While G&M did release recently a 65 year old Glen Grant (for Wealth Solutions), even this ‘young’ whisky can teach us a lot on cask selection. Think about it: 52 years in the cask. You can’t pick up just any cask if you want the whisky to age well for such long time period without going over-wood and G&M has repeatedly show they can do over and over and over again. This time, refill sherry casks were used and I guess those casks weren’t too active.
Glen Grant 1954 (40%, bottled 2006, £1,049/£1,167.66)
Nose: Glorious old sherry, sour and sweet, where to start? Lots of berries here, strawberries and raspberries, dates, figs, sultanas, cherries chocolate and plain milk chocolate, cooked nutmeg and a dash of bitter herbals and oak spices. Very rich and very fresh despite the old age.
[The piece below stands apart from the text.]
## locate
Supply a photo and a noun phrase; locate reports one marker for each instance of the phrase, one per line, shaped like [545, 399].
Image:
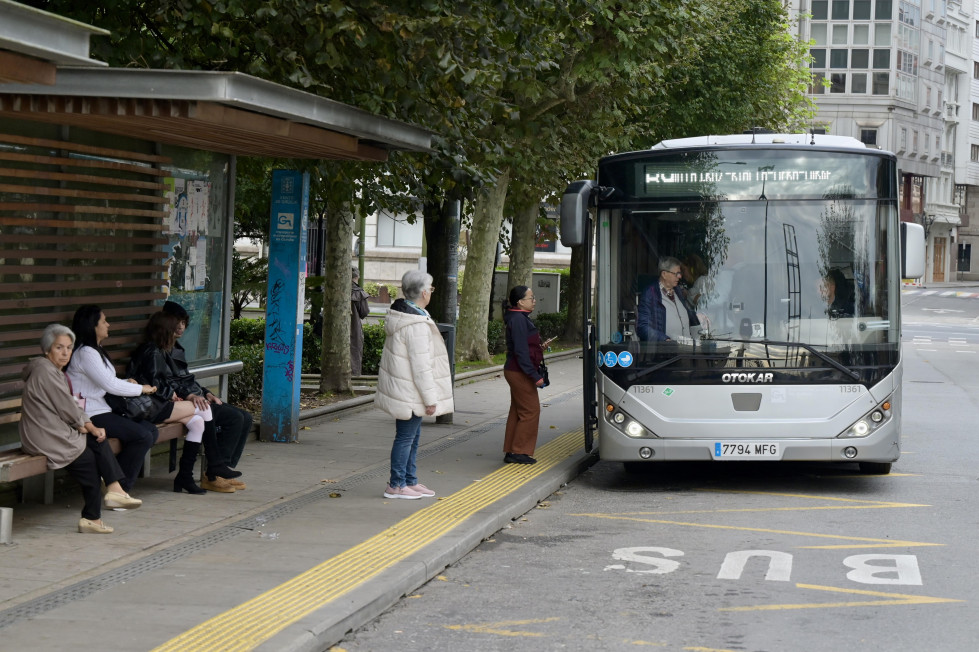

Palate: Starts with a mix of sour and deep dark berries, nutmeg with herbal bitterness, cloves, all spice, chili peppers, underlying fruitiness. With water: burnt wood, and more bitter nutmeg.
Finish: Medium length, dry old sherry, dried fruit, chocolate, nutmeg and a bit vinegary.
Thoughts: Well, there are no big surprises here. It’s an excellent whisky with big and rich sherried profile and just the right amount of oakiness. However, I don’t think it’s an exceptional whisky which I mean : it’s good for what it is and it delivers what’s expected of it but it’s missing that edge that transforms it to an exceptional and sensational whisky. Still, it’s a pretty good aged whisky, another one in the long chain of such whiskies from G&M.